The goal of the IWT-funded program is to progress correctors into pre-clinical development and gain better insight in the mode of action of Galapagos' potentiator and corrector molecules, thereby understanding better their therapeutic value.

Galapagos recently announced the selection of a pre-clinical candidate potentiator, GLPG1837, the first part of the combination therapy needed to address the needs of most CF patients. This IWT grant will fund research toward finding correctors, which are needed in combination with GLPG1837.

Galapagos will collaborate in this project with Professor Dr Christiane De Boeck from the Catholic University of Leuven, and the research group of Professor Dr Ineke Braakman at Utrecht University.

"We are very pleased with the enthusiastic support from the IWT for our innovative research in cystic fibrosis," said Dr Piet Wigerinck, Chief Scientific Officer of Galapagos. "Today's grant will add more tools to our exciting new approach in finding correctors."

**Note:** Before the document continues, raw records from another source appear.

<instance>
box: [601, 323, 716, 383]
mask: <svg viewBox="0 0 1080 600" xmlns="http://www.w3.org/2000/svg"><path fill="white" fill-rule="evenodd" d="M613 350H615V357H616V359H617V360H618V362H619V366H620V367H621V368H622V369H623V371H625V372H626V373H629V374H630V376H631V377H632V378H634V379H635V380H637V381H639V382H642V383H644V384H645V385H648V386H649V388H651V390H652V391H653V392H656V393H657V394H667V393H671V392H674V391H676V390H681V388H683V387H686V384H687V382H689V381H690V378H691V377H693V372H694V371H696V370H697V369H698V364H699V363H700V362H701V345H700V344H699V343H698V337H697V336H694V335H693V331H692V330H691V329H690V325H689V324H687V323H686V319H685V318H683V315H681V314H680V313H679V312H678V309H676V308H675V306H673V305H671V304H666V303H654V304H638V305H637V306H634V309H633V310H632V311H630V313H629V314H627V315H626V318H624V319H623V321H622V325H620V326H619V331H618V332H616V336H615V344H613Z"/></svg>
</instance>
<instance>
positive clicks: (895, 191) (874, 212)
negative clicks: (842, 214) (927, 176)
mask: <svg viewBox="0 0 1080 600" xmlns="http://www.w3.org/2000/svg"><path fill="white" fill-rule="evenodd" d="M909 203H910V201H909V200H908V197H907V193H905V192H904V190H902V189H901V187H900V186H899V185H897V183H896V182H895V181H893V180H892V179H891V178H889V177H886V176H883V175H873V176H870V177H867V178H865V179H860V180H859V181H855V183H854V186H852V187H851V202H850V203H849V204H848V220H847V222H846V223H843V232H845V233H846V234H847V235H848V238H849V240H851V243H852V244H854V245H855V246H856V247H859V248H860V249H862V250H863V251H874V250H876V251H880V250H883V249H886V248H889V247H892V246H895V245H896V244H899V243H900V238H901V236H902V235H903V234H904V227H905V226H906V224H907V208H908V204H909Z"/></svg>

Galapagos initiated its research in CF in 2005 as part of a collaboration with the Cystic Fibrosis Foundation. In September 2013 Galapagos signed an agreement with AbbVie in which they will work collaboratively to develop and commercialize oral drugs that address the main mutations in CF patients, including F508del and G551D.

In December 2013, Galapagos selected GLPG1837 as a pre-clinical candidate and expects to start the first clinical trial before end 2014. A corrector pre-clinical candidate is expected to be nominated before end 2014, with clinical trials starting at the end of 2015.